Philip Nolan looks at the changes ahead and the impact of the new EU privacy rules.
Data is a key strategic asset for many businesses. Many firms compete on the strength of their contact list, and their understanding of their customers’ needs. This trend is likely to continue. More and more, businesses strive to offer personalised services to their customers. They do this by learning more about their needs and preferences. Such use of ‘personal data’ is regulated by European data protection law.
At present, a heated debate is taking place across Europe as to whether and how the existing data protection rules, which date back to 1995, need to be replaced.

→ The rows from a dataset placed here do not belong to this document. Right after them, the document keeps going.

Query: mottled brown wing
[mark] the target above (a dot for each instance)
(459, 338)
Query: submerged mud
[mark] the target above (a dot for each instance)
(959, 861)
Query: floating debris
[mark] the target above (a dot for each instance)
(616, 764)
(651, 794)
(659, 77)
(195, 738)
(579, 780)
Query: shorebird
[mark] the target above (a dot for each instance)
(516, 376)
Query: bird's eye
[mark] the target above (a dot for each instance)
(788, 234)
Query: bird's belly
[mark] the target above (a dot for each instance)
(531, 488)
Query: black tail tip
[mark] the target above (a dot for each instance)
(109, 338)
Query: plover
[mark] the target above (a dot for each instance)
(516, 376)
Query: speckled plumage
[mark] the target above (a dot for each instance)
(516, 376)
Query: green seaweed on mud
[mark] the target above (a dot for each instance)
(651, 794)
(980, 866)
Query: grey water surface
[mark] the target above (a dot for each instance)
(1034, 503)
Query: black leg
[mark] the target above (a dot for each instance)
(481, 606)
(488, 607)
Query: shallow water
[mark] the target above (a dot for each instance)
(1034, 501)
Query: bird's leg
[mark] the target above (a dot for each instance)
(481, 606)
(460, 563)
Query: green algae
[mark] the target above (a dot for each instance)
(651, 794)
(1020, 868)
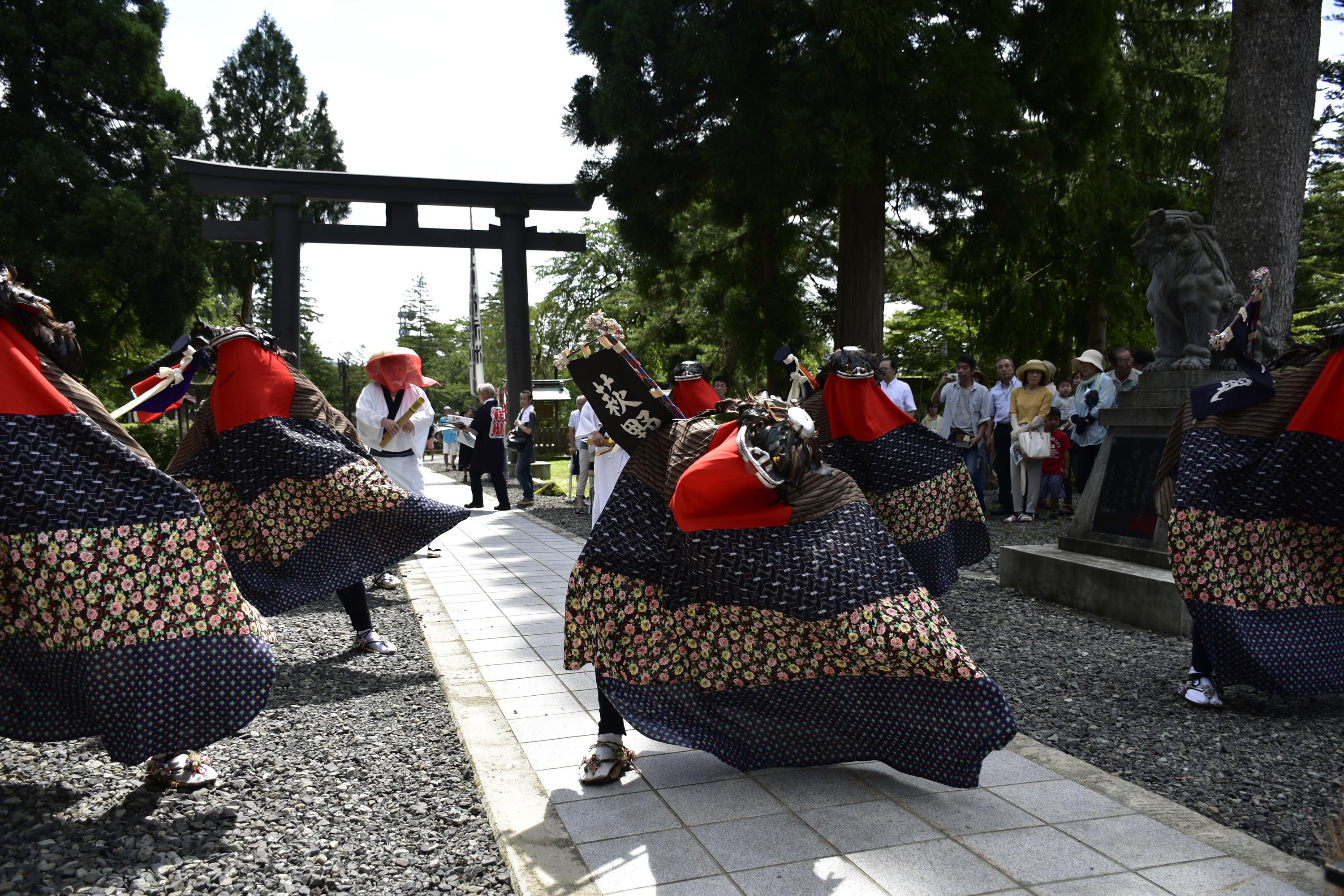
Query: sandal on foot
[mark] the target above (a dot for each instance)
(607, 761)
(1201, 691)
(185, 771)
(373, 642)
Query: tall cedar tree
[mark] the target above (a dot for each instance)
(92, 213)
(776, 108)
(258, 116)
(1050, 275)
(1265, 148)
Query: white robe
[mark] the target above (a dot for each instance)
(607, 466)
(369, 420)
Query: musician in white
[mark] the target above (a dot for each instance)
(608, 457)
(388, 408)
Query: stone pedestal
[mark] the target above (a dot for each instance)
(1113, 559)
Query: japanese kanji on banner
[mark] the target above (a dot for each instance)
(619, 397)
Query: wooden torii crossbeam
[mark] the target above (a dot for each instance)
(289, 189)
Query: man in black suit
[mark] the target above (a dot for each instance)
(491, 426)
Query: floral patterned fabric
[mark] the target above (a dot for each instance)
(117, 587)
(303, 511)
(1257, 536)
(119, 614)
(620, 625)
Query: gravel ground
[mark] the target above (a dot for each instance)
(556, 509)
(1107, 692)
(351, 781)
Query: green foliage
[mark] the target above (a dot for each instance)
(258, 116)
(1046, 269)
(92, 213)
(159, 439)
(1319, 300)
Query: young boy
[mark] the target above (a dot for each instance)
(1065, 405)
(1054, 472)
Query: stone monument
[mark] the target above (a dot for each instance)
(1113, 560)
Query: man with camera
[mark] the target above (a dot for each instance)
(965, 417)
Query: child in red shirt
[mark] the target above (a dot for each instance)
(1055, 468)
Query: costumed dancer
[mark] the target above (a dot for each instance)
(488, 428)
(1257, 523)
(691, 389)
(913, 478)
(608, 458)
(394, 420)
(119, 616)
(299, 505)
(740, 597)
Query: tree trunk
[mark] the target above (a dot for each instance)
(1265, 147)
(863, 242)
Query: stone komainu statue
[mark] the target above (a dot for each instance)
(1193, 292)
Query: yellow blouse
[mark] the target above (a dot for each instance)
(1030, 405)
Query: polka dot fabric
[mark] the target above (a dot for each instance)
(119, 617)
(1257, 550)
(304, 512)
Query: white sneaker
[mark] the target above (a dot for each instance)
(1201, 691)
(607, 761)
(185, 771)
(373, 642)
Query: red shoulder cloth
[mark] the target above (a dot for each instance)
(694, 397)
(250, 383)
(1323, 409)
(861, 410)
(721, 492)
(26, 390)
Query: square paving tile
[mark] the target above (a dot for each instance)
(1060, 801)
(1039, 855)
(859, 827)
(717, 886)
(564, 785)
(930, 868)
(1137, 841)
(685, 767)
(719, 800)
(507, 671)
(647, 860)
(569, 724)
(608, 817)
(832, 876)
(1007, 767)
(527, 687)
(822, 786)
(896, 784)
(754, 843)
(1222, 876)
(543, 704)
(1113, 886)
(500, 657)
(969, 812)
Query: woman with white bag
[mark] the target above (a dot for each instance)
(1027, 409)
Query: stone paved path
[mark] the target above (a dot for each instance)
(689, 825)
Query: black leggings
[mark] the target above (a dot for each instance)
(355, 601)
(609, 718)
(1199, 660)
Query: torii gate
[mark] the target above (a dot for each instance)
(289, 189)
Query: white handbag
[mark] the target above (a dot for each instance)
(1034, 445)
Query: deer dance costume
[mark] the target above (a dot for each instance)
(119, 616)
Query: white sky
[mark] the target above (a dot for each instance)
(433, 88)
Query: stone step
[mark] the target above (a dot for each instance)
(1162, 417)
(1151, 398)
(1124, 591)
(1185, 379)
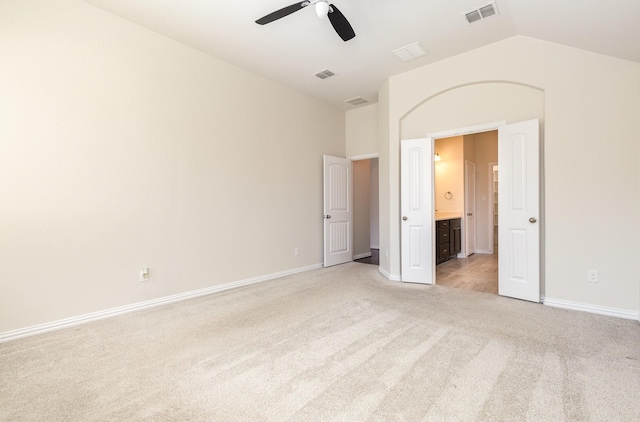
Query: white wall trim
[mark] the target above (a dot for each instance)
(594, 309)
(81, 319)
(392, 277)
(364, 157)
(484, 252)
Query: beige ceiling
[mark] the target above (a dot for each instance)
(291, 50)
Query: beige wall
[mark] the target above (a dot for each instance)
(362, 131)
(120, 148)
(374, 228)
(588, 105)
(486, 149)
(449, 174)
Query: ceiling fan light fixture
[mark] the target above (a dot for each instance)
(322, 9)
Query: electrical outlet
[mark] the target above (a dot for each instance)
(144, 274)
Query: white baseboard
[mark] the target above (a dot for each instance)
(392, 277)
(594, 309)
(81, 319)
(362, 255)
(484, 251)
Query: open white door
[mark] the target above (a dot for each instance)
(519, 211)
(416, 210)
(338, 211)
(470, 207)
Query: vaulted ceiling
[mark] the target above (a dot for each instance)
(293, 49)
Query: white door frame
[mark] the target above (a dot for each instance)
(470, 232)
(491, 204)
(337, 210)
(469, 130)
(430, 139)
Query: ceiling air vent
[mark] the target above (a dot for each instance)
(356, 101)
(481, 12)
(324, 74)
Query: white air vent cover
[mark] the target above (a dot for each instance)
(482, 12)
(324, 74)
(410, 52)
(356, 101)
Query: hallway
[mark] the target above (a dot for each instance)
(478, 272)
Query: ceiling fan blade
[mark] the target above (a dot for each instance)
(285, 11)
(340, 23)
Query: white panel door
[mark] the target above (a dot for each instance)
(338, 211)
(416, 209)
(470, 207)
(519, 211)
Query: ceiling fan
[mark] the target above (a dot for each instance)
(323, 9)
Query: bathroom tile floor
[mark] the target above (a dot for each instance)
(478, 272)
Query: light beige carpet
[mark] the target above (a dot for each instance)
(341, 343)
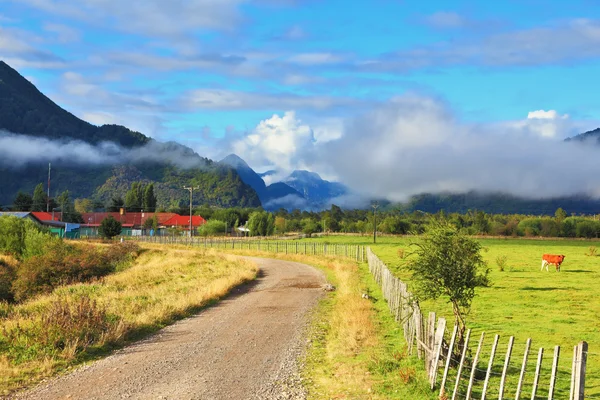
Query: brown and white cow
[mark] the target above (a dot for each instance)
(552, 259)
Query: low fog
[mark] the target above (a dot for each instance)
(414, 145)
(18, 150)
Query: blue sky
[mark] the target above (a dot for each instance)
(279, 76)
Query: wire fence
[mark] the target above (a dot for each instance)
(355, 252)
(480, 369)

The European Commission has proposed a new, comprehensive ‘General Data Protection Regulation’. This new regulation will significantly tighten the existing regime and will impose a broad suite of new obligations on businesses. A number of national governments, including Ireland and the UK, have expressed reservations about these new rules and have sought to pare back their application. These draft data protection rules were one of the key legislative reforms tackled during the Irish Presidency of the Council of the EU.
These proposals have also engendered lively debate in the European Parliament. Certain MEPs, particularly Jan Albrecht, a German Green, are campaigning to introduce further restrictions on the ways in which businesses can obtain and use information about their customers. Conversely, a more pro-business caucus, largely led by Munster MEP Sean Kelly, is seeking to refine the Commission’s original proposal to address the realities of online commerce and personalised advertising. So what then does the proposed regulation say?
Changes to consent rules
At present, it is sufficient for a business to obtain implied or inferential consent for the processing of most forms of personal data.
For example, if one directly obtains a business card from a contact, one can infer that this contact has consented to being added to one’s CRM database. More formal explicit consent, such as a signed consent form, is only needed in the limited circumstances where one processes sensitive personal data such as medical records.
The regulation proposes to change this position such that explicit consent will be required for the processing of all forms of personal data. It is difficult to see how this could be effectively implemented in practice.
Individuals transacting in both online and offline environments will find themselves facing an endless routine of opting in and imparting explicit consents. This will include providing explicit consents to businesses for very basic and obvious forms of processing, where previously implied consent was satisfactory.
New administrative burdens
In addition to tightening the basic rules relating to consent, the regulation will introduce a number of costly new requirements for businesses. Privacy impact assessments will become mandatory for businesses that adopt processes which are perceived to present specific risks to individuals’ privacy rights. The use of certain analytics tools, large CCTV systems and biometric technologies will most likely require such assessments to be carried out in advance of deployment.
Companies employing over 250 staff will be required to employ data protection officers to oversee organisational compliance with the new rules. Security breaches will have to be notified to the privacy regulator within 24 hours of a business becoming aware of such.
This is an extremely tight timeframe which will require carefully constructed security breach response plans to be in place in order to ensure compliance. Overall, compliance with these new burdens will mean additional costs for companies doing business in the EU.
A new principle of data minimisation will also apply requiring businesses to develop processes and means of operating which minimise the amount of personal data which they use or require. With the present proliferation of data analytics tools and big data technologies, businesses will be challenged when it comes to availing of these new tools to provide personalised customer services while also seeking to comply with data minimisation principles.
Perhaps the most controversial aspects of these new rules are the fines which may be levied on businesses that breach the rules. Fines of up to 2% of a company’s annual global sales may be levied in the event of a breach of these rules. While is hard to envisage the Irish Data Protection Commissioner levying such a large fine in the absence of an extremely serious breach of the new rules, businesses need to be prepared for far more robust enforcement of data protection law if and when the proposed Regulation is adopted.